Au-delà de la question et de sa réponse, j’aime la pédagogie de Notre Seigneur qui par ses questions conduit ses disciples à aller plus loin que les évidences, à dépasser leurs certitudes, à se défaire de leurs habitudes.
Cette question de Notre Seigneur à saint Pierre, que nous lisons dans l’évangile du jour de la fête des saints Pierre et Paul (cf. Mat. 16, 13-19), s’adresse aussi à chacun d’entre nous, non seulement aujourd’hui, et maintenant, mais finalement, à chaque instant de notre vie de foi.

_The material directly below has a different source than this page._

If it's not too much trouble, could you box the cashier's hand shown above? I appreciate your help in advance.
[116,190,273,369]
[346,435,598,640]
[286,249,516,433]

Notre Seigneur commence par leur demander « au dire des gens, qu’est le Fils de l’homme ? ». Il est en effet nécessaire de s’intéresser et de connaître ce que disent les gens. Il ne s’agit pas de s’intéresser aux ragots ou aux seules opinions, mais d’interroger la foi des gens. C’est nécessaire, tout d’abord parce que nous vivons au milieu de ce monde, dans ce monde et cette société, et si nous la voulons évangéliser, nous la devons connaître et aimer, sans quoi nous risquerions de nous enfermer dans un entre soi confortable mais sans fécondité. C’est nécessaire par qu’il s’agit en effet de comprendre les hommes et le monde dans lequel nous vivons, de comprendre sa foi - même si elle peut nous paraitre maladroite ou simpliste – et son espérance. Enfin, c’est nécessaire, parce que cela nous conduit aussi à prendre conscience avec plus d’acuité de ce qui est le propre de notre foi de ce qui la caractérise et la distingue de toute autre. Sans cela, nous risquons de laisser notre foi se diluer dans l’océan des bonnes intentions.
Et vous ? que dites-vous ? Comme si le Seigneur insistait « Croyez-vous la même-chose ? » La réponse de saint Pierre est une proclamation : « Tu es le Christ, le Fils du Dieu vivant ! ». En peu de mots, saint Pierre dit et affirme beaucoup. Il reconnait en Jésus le Christ annoncé par l’Ancien Testament, il reconnait que les promesses de Dieu se sont accomplies en Lui, il reconnaît que Dieu est là présent. Il dit beaucoup en peu de mots, mais il n’est pas sûr qu’à ce moment-là il ait perçu toute la force et la richesse de son affirmation de foi, lui qui à trois reprises trahira le Seigneur Jésus. Ainsi que le souligne le Seigneur Jésus, « ce n’est pas la chair et le sang qui t’ont révélé cela, mais mon Père qui est aux cieux » (cf. Mat. 16, 13-19). Ce faisant, Pierre en affirmant sa foi, marque ce qu’il y a de spécifique et de différent par rapport au dire « des gens », et cela l’engage, par ailleurs, à approfondir, comprendre et s’approprier cette foi. Avec cette affirmation de saint Pierre, ce n’est pas le couronnement d’un chemin de foi, mais un commencement, qui s’épanouira et s’accomplira dans le témoignage de son propre martyr. Là, en acte et en vérité, il proclamera et témoignera que Jésus est le Christ, le Fils du Dieu vivant !
C’est alors que le Seigneur Jésus confie à Pierre le soin de l’Eglise en lui donnant les clefs du Royaume des Cieux. Dans la foi, nous ne sommes ni seuls, ni isolés, nous sommes dans l’Eglise, c’est-à-dire dans le Peuple des baptisés, dans cette communauté humaine croyante et vivante. C’est dans cette communauté que la foi est reçue, annoncée et transmise.
Si Pierre est la pierre sur laquelle le Christ Jésus a bâti son Eglise, le Christ, lui, est la pierre angulaire de la foi, en sa personne, en sa vie et ses paroles, il est le fondement, le début et la fin. C’est Lui que nous devons connaître, aimer et suivre. Nous le connaissons en écoutant sa Parole et toute la Révélation, telle que nous la transmet l’Eglise dans la Tradition ; en contemplant le Créateur dans sa création ; en le reconnaissant dans les petits et les pauvres. Nous l’aimons dans la prière, et particulièrement le culte public qui est l’expression de la prière de toute l’Eglise. Avec cela, dans les sacrements de l’Eglise, en recevant sensiblement sa grâce, nous recevons son amour. Nous le suivons dans notre vie quotidienne, dans l’accomplissement simple et humble de notre devoir d’état, où nous annonçons en acte et en vérité, l’avènement du Royaume des Cieux.